Kathleen Stock's recent UnHerd piece exposes the intellectual sleight-of-hand behind efforts to fully decriminalise late-term abortion in Britain. By contrasting the "Victim Strategy" (women as traumatised and not truly responsible) with the "Omniscient Gambit" (women as perfectly rational agents whose choices must be trusted unconditionally), Stock reveals a fatal inconsistency in the pro-choice position. From a pro-life viewpoint, this isn't just sloppy argumentation — it's a symptom of a deeper moral failure: the elevation of "bodily autonomy" to an absolute that justifies ending an innocent human life.
The Core Issue: There Are Two Bodies Involved
Bodily autonomy is a powerful principle when properly applied — it rightly protects people from unwanted medical procedures, assault, or coercion. But pregnancy is unique. It involves two distinct human beings: the mother and her unborn child. The child is not an extension of the mother's body, like a kidney or a tumour. From the moment of fertilization, the embryo possesses its own unique DNA, distinct from the mother's. By around 6–8 weeks, it has a beating heart; by 20+ weeks (the focus of the recent UK reforms), it can feel pain, respond to stimuli, and in many cases survive outside the womb with medical support.
To treat the unborn as having no moral status — mere "tissue" or a "clump of cells" — requires denying basic biology. Pro-life advocates argue that human rights begin at conception because that is when a new human organism comes into existence. Granting absolute bodily autonomy to the mother at the expense of the child's right to life creates a hierarchy of persons: some humans are more equal than others based on location, size, or dependency.
The Incoherence Stock Highlights
Stock is right to mock the contradictory defences of decriminalising self-managed late-term abortions:
If these women are helpless victims of trauma and circumstance, why frame abortion as an empowering exercise of agency?
If they are clear-eyed decision-makers whose choices deserve unqualified respect, why shield them from any legal accountability while prosecuting providers?
This flip-flopping reveals that the real goal is not consistency or compassion, but removing any societal guardrails around the intentional ending of late-term pregnancies. Rising numbers of late abortions via pills-by-post (post-lockdown) already show how removing deterrents changes behaviour. Pro-life reasoning predicts this will continue: when the law treats the unborn as having zero rights, the weak and the vulnerable — including the unborn — pay the price.

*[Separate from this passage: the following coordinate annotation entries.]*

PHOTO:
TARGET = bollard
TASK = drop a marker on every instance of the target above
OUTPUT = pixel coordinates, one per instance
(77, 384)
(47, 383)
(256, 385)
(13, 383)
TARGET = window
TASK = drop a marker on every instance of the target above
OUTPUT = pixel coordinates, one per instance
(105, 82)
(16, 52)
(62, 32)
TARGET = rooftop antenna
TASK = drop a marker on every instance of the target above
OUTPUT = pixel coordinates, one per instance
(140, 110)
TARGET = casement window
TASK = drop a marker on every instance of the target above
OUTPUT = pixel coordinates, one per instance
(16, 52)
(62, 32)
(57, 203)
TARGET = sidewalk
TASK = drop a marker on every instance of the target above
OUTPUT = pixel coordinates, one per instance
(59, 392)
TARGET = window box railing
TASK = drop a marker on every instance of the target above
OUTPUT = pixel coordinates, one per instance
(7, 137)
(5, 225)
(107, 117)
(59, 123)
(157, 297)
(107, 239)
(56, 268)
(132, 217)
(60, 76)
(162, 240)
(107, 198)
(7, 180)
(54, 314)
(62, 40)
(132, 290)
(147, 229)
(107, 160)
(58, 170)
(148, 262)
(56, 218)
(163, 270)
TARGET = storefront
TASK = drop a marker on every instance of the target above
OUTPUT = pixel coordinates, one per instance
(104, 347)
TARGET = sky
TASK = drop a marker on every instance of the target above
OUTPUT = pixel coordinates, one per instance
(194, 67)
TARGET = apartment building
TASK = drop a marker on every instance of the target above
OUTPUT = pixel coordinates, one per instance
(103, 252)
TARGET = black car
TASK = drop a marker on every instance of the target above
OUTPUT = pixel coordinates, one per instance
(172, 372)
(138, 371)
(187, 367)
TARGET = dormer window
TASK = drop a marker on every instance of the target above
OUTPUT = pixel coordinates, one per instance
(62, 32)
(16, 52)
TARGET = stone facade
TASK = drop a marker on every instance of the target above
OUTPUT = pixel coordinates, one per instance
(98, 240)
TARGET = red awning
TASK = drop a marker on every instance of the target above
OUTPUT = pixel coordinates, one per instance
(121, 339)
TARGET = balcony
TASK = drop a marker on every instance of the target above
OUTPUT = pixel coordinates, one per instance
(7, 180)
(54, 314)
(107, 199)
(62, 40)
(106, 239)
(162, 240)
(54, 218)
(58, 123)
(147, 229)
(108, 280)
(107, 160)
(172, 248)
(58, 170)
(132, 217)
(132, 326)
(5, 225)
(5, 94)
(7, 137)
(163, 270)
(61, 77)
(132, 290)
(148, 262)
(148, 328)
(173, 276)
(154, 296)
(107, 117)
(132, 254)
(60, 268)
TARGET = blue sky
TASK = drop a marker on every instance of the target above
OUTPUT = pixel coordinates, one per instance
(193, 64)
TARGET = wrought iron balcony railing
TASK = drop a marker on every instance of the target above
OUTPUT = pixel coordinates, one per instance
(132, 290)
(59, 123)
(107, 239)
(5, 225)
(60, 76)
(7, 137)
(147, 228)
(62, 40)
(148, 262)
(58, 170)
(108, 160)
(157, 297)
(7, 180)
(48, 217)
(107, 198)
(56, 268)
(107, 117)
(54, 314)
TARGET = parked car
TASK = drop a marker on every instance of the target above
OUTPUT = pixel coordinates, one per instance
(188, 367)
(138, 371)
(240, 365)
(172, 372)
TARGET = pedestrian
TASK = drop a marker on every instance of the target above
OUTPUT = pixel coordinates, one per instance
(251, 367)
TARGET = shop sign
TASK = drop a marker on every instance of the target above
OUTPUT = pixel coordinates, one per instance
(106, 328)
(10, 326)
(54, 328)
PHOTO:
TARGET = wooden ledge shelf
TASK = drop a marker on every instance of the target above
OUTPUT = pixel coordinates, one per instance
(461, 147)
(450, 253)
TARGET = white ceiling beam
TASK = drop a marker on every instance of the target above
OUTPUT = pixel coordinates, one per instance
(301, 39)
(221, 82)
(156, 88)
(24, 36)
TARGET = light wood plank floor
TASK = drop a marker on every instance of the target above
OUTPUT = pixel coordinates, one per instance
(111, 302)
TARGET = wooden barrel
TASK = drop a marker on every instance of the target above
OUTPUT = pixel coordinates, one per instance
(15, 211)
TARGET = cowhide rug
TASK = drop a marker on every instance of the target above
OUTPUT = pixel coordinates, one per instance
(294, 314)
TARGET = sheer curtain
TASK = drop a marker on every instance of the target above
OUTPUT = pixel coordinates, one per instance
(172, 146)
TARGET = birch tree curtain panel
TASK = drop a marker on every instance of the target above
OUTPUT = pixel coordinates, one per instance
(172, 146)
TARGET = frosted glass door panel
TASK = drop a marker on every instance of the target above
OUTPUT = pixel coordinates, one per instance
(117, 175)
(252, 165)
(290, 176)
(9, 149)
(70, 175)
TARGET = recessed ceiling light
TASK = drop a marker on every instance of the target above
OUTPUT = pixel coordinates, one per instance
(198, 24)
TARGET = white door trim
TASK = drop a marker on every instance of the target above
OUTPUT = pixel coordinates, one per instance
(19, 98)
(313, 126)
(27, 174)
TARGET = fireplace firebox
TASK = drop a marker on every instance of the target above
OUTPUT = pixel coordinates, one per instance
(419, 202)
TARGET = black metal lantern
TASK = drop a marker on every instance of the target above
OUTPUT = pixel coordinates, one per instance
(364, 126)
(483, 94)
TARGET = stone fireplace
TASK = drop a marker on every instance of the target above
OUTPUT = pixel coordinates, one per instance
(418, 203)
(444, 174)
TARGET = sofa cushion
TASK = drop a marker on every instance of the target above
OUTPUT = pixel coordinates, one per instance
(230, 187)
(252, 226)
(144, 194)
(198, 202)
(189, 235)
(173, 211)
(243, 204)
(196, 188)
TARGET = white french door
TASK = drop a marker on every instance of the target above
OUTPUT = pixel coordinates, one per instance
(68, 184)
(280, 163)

Parallels to Other Life Issues
Stock draws smart connections to assisted dying. The same "freedom + kindness" rhetoric that expands abortion also pushes euthanasia: first for the terminally ill, then the disabled, then the mentally ill. In both cases, bodily autonomy is weaponised to override the fundamental duty to protect innocent life. Pro-life ethics rejects this slide: society has a legitimate interest in preventing the killing of the innocent, whether in the womb or at the end of life.
True compassion addresses the root causes driving women toward late abortions — poverty, lack of support, coercion, domestic abuse — without resorting to violence against the child. Countries with strong pro-life laws combined with robust family support (maternity leave, adoption services, financial aid) show better outcomes for both mothers and babies.
The Philosophical Stakes
The pro-choice insistence on unlimited bodily autonomy echoes Judith Jarvis Thomson's famous violinist analogy (you're not obligated to sustain another person with your body). But the analogy fails in pregnancy: unlike a stranger plugged into you, the child is there because of a natural biological process initiated (in almost all cases) by consensual acts. Parents have duties toward their dependent offspring that go beyond mere bodily donation.
Moreover, if bodily autonomy is absolute, it leads to absurdities: why not allow infanticide shortly after birth (as some philosophers have argued)? The newborn is still dependent. The consistent pro-life position draws a clear line at the beginning of a distinct human life. Once that line is blurred by appeals to autonomy, dependency, or "wantedness," no vulnerable group is safe.
A Better Way Forward
We should support women facing unplanned pregnancies with practical help, counselling, and resources — not by offering death as the solution. Most people intuitively recognize that a healthy, late-term unborn baby is a person deserving protection. The push to decriminalise abortion up to birth severs law from that moral intuition.
Kathleen Stock's critique stops short of a full pro-life conclusion, but it powerfully demonstrates the limits of bodily autonomy absolutism. When autonomy collides with the right to life of another innocent human, the latter must prevail. Society's role is not to enable the destruction of the vulnerable under the banner of "choice," but to uphold the dignity of every human being — born and unborn.
The recent UK moves represent a step backward, not progress. True feminism and compassion protect both mother and child.